Pakistani researchers lay the foundation for building Urdu speech recognition system
The possibility of some software application developer coming up with an Urdu speech recognition program just got more likely as the most fundamental tool needed for it has just been developed at Lahore’s Information Technology University.
Linguistic technology expert Dr Agha Ali Raza and his team at ITU’s Center for Speech and Language Technologies (CSaLT) laboratory has released for public use a corpus of Urdu sentences that covers all possible distinct sounds, called phoneme by linguists, used in everyday speech.
This corpus comprising 708 sentences that covers all 63 phonemes will soon be available for download at the C-SALT website.
Those interested in developing an Urdu speech recognition software will now have access to the most basic ingredient needed for the purpose.
They will just need a repository of words used in everyday speech to proceed with developing the application, says Dr. Raza.
“Speech recognition is a two-step process. The corpus will give the computer application access to all possible phonemes used in formation of meaningful Urdu words from everyday speech,” he says.
Though there are 63 distinct phonemes in Urdu, in everyday speech these don’t correspond to 63 distinct sounds.
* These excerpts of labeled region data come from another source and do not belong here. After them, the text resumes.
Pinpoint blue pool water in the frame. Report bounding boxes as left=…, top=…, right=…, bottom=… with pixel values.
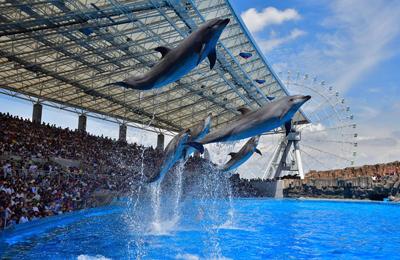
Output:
left=0, top=199, right=400, bottom=259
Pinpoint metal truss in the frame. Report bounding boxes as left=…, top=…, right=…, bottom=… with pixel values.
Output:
left=0, top=0, right=305, bottom=131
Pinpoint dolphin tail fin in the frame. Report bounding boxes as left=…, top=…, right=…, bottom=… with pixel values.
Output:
left=185, top=142, right=204, bottom=154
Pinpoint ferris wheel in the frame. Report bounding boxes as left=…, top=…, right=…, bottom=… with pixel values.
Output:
left=262, top=72, right=358, bottom=179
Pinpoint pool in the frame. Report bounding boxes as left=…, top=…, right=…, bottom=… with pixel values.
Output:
left=0, top=198, right=400, bottom=259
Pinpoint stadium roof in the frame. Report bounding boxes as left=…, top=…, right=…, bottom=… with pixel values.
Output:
left=0, top=0, right=305, bottom=131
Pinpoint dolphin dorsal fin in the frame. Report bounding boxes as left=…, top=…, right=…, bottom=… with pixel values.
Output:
left=228, top=152, right=237, bottom=157
left=237, top=107, right=251, bottom=115
left=207, top=49, right=217, bottom=70
left=154, top=46, right=171, bottom=58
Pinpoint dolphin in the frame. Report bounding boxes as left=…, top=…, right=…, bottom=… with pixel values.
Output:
left=188, top=95, right=311, bottom=152
left=220, top=135, right=262, bottom=172
left=147, top=130, right=190, bottom=183
left=107, top=19, right=230, bottom=90
left=184, top=113, right=212, bottom=158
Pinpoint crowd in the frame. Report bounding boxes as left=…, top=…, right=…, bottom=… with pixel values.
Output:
left=0, top=113, right=177, bottom=228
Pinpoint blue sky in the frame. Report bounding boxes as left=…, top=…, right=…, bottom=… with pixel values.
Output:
left=0, top=0, right=400, bottom=170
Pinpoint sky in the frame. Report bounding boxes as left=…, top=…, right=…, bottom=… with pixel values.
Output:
left=0, top=0, right=400, bottom=177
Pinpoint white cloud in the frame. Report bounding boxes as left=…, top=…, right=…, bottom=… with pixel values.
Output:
left=258, top=28, right=306, bottom=53
left=241, top=7, right=301, bottom=33
left=278, top=0, right=400, bottom=91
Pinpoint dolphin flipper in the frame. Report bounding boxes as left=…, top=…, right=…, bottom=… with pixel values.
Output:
left=185, top=142, right=204, bottom=154
left=285, top=120, right=292, bottom=136
left=197, top=43, right=207, bottom=65
left=207, top=49, right=217, bottom=70
left=228, top=152, right=237, bottom=157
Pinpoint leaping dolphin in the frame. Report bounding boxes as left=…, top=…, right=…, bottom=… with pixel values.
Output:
left=188, top=95, right=311, bottom=152
left=220, top=135, right=262, bottom=172
left=107, top=19, right=229, bottom=90
left=184, top=113, right=212, bottom=158
left=147, top=130, right=190, bottom=183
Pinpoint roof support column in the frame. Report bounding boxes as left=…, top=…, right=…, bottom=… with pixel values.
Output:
left=157, top=134, right=164, bottom=150
left=78, top=114, right=87, bottom=132
left=118, top=123, right=127, bottom=143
Dr. Raza explains that sound made for a phoneme may vary from one utterance to another depending on the phoneme used before and after it in a word.
Thus, he says, for every phoneme x, there will be 63x63 possible (tri-phoneme) sounds. The corpus of sentences covers for all these possible sounds.
In the first step, words from the corpus will allow the application to train itself in the sounds of various Urdu words.
The separate repository of words will come into play in the second stage allowing the application to choose the most appropriate words for the output sentences.
“This will enhance accuracy of the software,” Dr. Raza says.
Read more: Data Science Lab in Pakistan Makes Urdu-Hindi Dictionary
Thus, the accuracy of the speech recognition softwares depends on written or oral sources from where words and sentences are generated for the corpus and the repository maintained separately for ruling out meaningless words.
Dr. Raza and his team has relied upon written material obtained from newspaper and magazine articles in Urdu to generate this corpus.
In another corpus under development at the CSaLT lab, he is using oral material recorded with permission from several thousand telephonic conversations.
“This will provide us with a more comprehensive corpus of words used in everyday speech,” he says. He expects that work on this bigger project will be completed this year.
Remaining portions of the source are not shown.